*Fabrizio Tedeschi e´ editorialista di Panorama Economy. Consulente di grandi banche e gruppi finanziari, per otto anni e´ stato responsabile della Divisione Intermediari della Consob a Milano.
(WSI) – L’indagine conoscitiva della Consob alla commissione Finanze della Camera raccoglie una mole di dati rassicuranti sugli strumenti finanziari derivati collocati dalle banche alle imprese. In sostanza, le aziende coinvolte sarebbero 40-50 mila con una perdita media che non dovrebbe superare gli 80 mila euro. Tutto nella norma dunque?
A una prima lettura sembrerebbe di sì, ma andando più nel dettaglio dei numeri, alcuni suscitano in effetti qualche perplessità. In generale, comprendendo nel calcolo anche i rapporti tra intermediari veramente professionali e non solo quanti si sono limitati a dichiararlo, le posizioni di perdita e profitto di fatto si equivalgono (47 milioni di euro contro 54) con un margine di intermediazione dell’8%, molto elevato, ma in linea con quelli che sono i profitti da posizione. Il risultato cambia se si considerano le imprese non finanziarie: in questo caso le posizioni in perdita raggiungono una misura variabile dall’80 al 90%. Il risultato lascia perplessi anche se secondo la Consob è giustificato dal massiccio indebitamento a breve termine delle imprese italiane.

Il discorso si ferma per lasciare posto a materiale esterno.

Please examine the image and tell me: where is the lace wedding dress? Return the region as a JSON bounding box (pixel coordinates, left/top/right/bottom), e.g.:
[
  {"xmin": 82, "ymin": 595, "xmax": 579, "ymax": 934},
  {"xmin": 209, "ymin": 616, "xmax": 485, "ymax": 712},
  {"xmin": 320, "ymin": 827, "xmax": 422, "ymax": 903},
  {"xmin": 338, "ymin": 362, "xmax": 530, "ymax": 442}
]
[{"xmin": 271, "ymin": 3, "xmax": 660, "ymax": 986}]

Lo strumento derivato è una scommessa sull’andamento del cosiddetto sottostante (tassi d’interesse, valute e indici), da cui derivano i propri risultati. Laddove uno dei due scommettitori vinca in misura superiore all’80% dei casi, viene da pensare che costui abbia giocato conoscendo qualche elemento in più dello sconfitto. Nel mercato finanziario questo potrebbe essere un classico esempio di asimmetria informativa, dove il soggetto che sa le cose ha giocato slealmente a danno di chi non le conosceva.